Y entonces, traté de alejarlo del computador…pero ya era demasiado tarde. Estaba Manamaniaco.

Eso fue hace más de una semana y todos los días, a todas horas, canta Manamaná. Es lo primero que dice cuando se despierta y lo último que dice antes de dormirse a regañadientes. Nos tiene aleccionados: él dice Mana maná y todo contestamos patí pitipi. Esto ocurre alrededor de doscientas veces al día. De vez en cuando me dice –Manamaná camprurerr api tuntuntún- que, para quienes no dominan en Matíaspañol les diré que significa “mami, por favor abre la puerta, llévame al computador y ponme el video de Manamaná”.

Al principio me pareció hasta tierno, pero ya me tiene Manamamada.  Tanto que busqué ayuda en Internet y descubrí que eso de tener pegado una canción es una algo que se ha estudiado bastante. Recibe el nombre de earworm, algo así como gusano auditivo, y se describe como una especie de picazón cognitivo.
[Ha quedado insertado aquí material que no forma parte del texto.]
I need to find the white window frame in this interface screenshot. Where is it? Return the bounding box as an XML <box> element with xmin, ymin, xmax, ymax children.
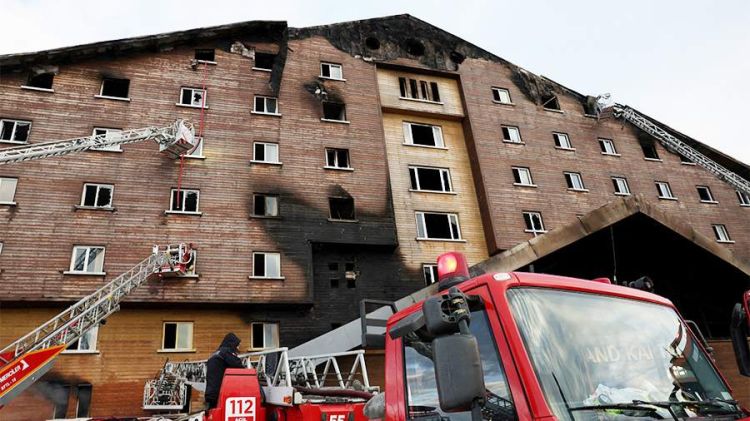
<box><xmin>91</xmin><ymin>127</ymin><xmax>122</xmax><ymax>152</ymax></box>
<box><xmin>492</xmin><ymin>86</ymin><xmax>513</xmax><ymax>105</ymax></box>
<box><xmin>599</xmin><ymin>137</ymin><xmax>620</xmax><ymax>156</ymax></box>
<box><xmin>81</xmin><ymin>183</ymin><xmax>115</xmax><ymax>209</ymax></box>
<box><xmin>252</xmin><ymin>142</ymin><xmax>281</xmax><ymax>165</ymax></box>
<box><xmin>0</xmin><ymin>118</ymin><xmax>31</xmax><ymax>145</ymax></box>
<box><xmin>695</xmin><ymin>186</ymin><xmax>719</xmax><ymax>203</ymax></box>
<box><xmin>167</xmin><ymin>189</ymin><xmax>201</xmax><ymax>215</ymax></box>
<box><xmin>522</xmin><ymin>211</ymin><xmax>547</xmax><ymax>237</ymax></box>
<box><xmin>735</xmin><ymin>190</ymin><xmax>750</xmax><ymax>206</ymax></box>
<box><xmin>612</xmin><ymin>177</ymin><xmax>631</xmax><ymax>196</ymax></box>
<box><xmin>248</xmin><ymin>322</ymin><xmax>280</xmax><ymax>351</ymax></box>
<box><xmin>62</xmin><ymin>326</ymin><xmax>99</xmax><ymax>354</ymax></box>
<box><xmin>409</xmin><ymin>165</ymin><xmax>454</xmax><ymax>193</ymax></box>
<box><xmin>414</xmin><ymin>211</ymin><xmax>465</xmax><ymax>241</ymax></box>
<box><xmin>174</xmin><ymin>86</ymin><xmax>208</xmax><ymax>109</ymax></box>
<box><xmin>552</xmin><ymin>132</ymin><xmax>576</xmax><ymax>151</ymax></box>
<box><xmin>422</xmin><ymin>263</ymin><xmax>438</xmax><ymax>285</ymax></box>
<box><xmin>500</xmin><ymin>124</ymin><xmax>523</xmax><ymax>144</ymax></box>
<box><xmin>0</xmin><ymin>177</ymin><xmax>18</xmax><ymax>206</ymax></box>
<box><xmin>65</xmin><ymin>245</ymin><xmax>107</xmax><ymax>275</ymax></box>
<box><xmin>250</xmin><ymin>251</ymin><xmax>284</xmax><ymax>279</ymax></box>
<box><xmin>251</xmin><ymin>95</ymin><xmax>281</xmax><ymax>116</ymax></box>
<box><xmin>403</xmin><ymin>121</ymin><xmax>448</xmax><ymax>149</ymax></box>
<box><xmin>159</xmin><ymin>321</ymin><xmax>195</xmax><ymax>352</ymax></box>
<box><xmin>320</xmin><ymin>61</ymin><xmax>346</xmax><ymax>81</ymax></box>
<box><xmin>563</xmin><ymin>171</ymin><xmax>589</xmax><ymax>191</ymax></box>
<box><xmin>711</xmin><ymin>224</ymin><xmax>734</xmax><ymax>243</ymax></box>
<box><xmin>654</xmin><ymin>181</ymin><xmax>677</xmax><ymax>200</ymax></box>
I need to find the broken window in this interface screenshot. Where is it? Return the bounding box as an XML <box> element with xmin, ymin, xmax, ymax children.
<box><xmin>161</xmin><ymin>322</ymin><xmax>193</xmax><ymax>351</ymax></box>
<box><xmin>328</xmin><ymin>197</ymin><xmax>357</xmax><ymax>221</ymax></box>
<box><xmin>552</xmin><ymin>133</ymin><xmax>573</xmax><ymax>149</ymax></box>
<box><xmin>612</xmin><ymin>177</ymin><xmax>630</xmax><ymax>196</ymax></box>
<box><xmin>398</xmin><ymin>77</ymin><xmax>440</xmax><ymax>102</ymax></box>
<box><xmin>250</xmin><ymin>322</ymin><xmax>279</xmax><ymax>350</ymax></box>
<box><xmin>492</xmin><ymin>88</ymin><xmax>513</xmax><ymax>104</ymax></box>
<box><xmin>695</xmin><ymin>186</ymin><xmax>717</xmax><ymax>203</ymax></box>
<box><xmin>404</xmin><ymin>122</ymin><xmax>445</xmax><ymax>148</ymax></box>
<box><xmin>169</xmin><ymin>189</ymin><xmax>200</xmax><ymax>213</ymax></box>
<box><xmin>91</xmin><ymin>127</ymin><xmax>122</xmax><ymax>152</ymax></box>
<box><xmin>523</xmin><ymin>212</ymin><xmax>547</xmax><ymax>236</ymax></box>
<box><xmin>655</xmin><ymin>181</ymin><xmax>676</xmax><ymax>199</ymax></box>
<box><xmin>253</xmin><ymin>142</ymin><xmax>280</xmax><ymax>164</ymax></box>
<box><xmin>422</xmin><ymin>263</ymin><xmax>438</xmax><ymax>285</ymax></box>
<box><xmin>0</xmin><ymin>177</ymin><xmax>18</xmax><ymax>205</ymax></box>
<box><xmin>511</xmin><ymin>167</ymin><xmax>535</xmax><ymax>186</ymax></box>
<box><xmin>711</xmin><ymin>224</ymin><xmax>734</xmax><ymax>243</ymax></box>
<box><xmin>81</xmin><ymin>183</ymin><xmax>115</xmax><ymax>208</ymax></box>
<box><xmin>501</xmin><ymin>126</ymin><xmax>523</xmax><ymax>143</ymax></box>
<box><xmin>179</xmin><ymin>88</ymin><xmax>208</xmax><ymax>108</ymax></box>
<box><xmin>253</xmin><ymin>252</ymin><xmax>281</xmax><ymax>279</ymax></box>
<box><xmin>563</xmin><ymin>172</ymin><xmax>586</xmax><ymax>191</ymax></box>
<box><xmin>0</xmin><ymin>119</ymin><xmax>31</xmax><ymax>143</ymax></box>
<box><xmin>253</xmin><ymin>51</ymin><xmax>276</xmax><ymax>70</ymax></box>
<box><xmin>409</xmin><ymin>167</ymin><xmax>453</xmax><ymax>192</ymax></box>
<box><xmin>542</xmin><ymin>95</ymin><xmax>560</xmax><ymax>111</ymax></box>
<box><xmin>323</xmin><ymin>102</ymin><xmax>346</xmax><ymax>121</ymax></box>
<box><xmin>99</xmin><ymin>77</ymin><xmax>130</xmax><ymax>99</ymax></box>
<box><xmin>326</xmin><ymin>148</ymin><xmax>351</xmax><ymax>169</ymax></box>
<box><xmin>64</xmin><ymin>326</ymin><xmax>99</xmax><ymax>354</ymax></box>
<box><xmin>24</xmin><ymin>73</ymin><xmax>55</xmax><ymax>90</ymax></box>
<box><xmin>253</xmin><ymin>194</ymin><xmax>279</xmax><ymax>216</ymax></box>
<box><xmin>599</xmin><ymin>138</ymin><xmax>617</xmax><ymax>155</ymax></box>
<box><xmin>641</xmin><ymin>142</ymin><xmax>659</xmax><ymax>160</ymax></box>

No suena muy agradable que digamos, y además no saben por qué ocurre ni cómo eliminarlo. Algunos consejos incluyen reemplazar una canción con otra, oírla hasta hastiarse o reemplazarla por lo que llaman “ruido blanco”, como el sonido de la licuadora o una fuente o algo por el estilo.

De todas esas opciones la que más plausible me pareció fue la de reemplazar la canción, así que de nuevo acudí a YouTube y busqué canciones infantiles. Le puse la canción del Show de Xuxa, la canción del Elmo y el Payaso Pinpín . No funcionó. Ahora cantaba todo el día –Mana maná patipití ó ó  ó la la la la achís.

Este nuevo popurrí musical me tiene al borde de un ataque de nervios así que decidí que ayer no cedería y eliminaría la fuente de la adicción. Durante todo el día no dejé que se acercara al computador, no contesté cuando él iniciaba el coro y no permití que nadie más lo hiciera. El puchero y el drama no se hicieron esperar pero perseveré. Le hice títeres, le leí cuentos, bailamos, corrimos, lo saqué a pasear y le hice cosas ricas de comer. Hacia el final de la tarde, después de llantos y protestas, al fin pude distraerlo.

Estaba muy orgullosa de mí misma porque había empleado todas las técnicas Montessori que me enseñó mi mamá. Sintiéndome la Mamá de el Año, a mi esposo para darle la buena noticia.

Llegó al rato y no bien había cerrado la puerta cuando empezó a cantar –Mana maná, patí pitipi…

Parece que voy a tener que llamar a un exterminador.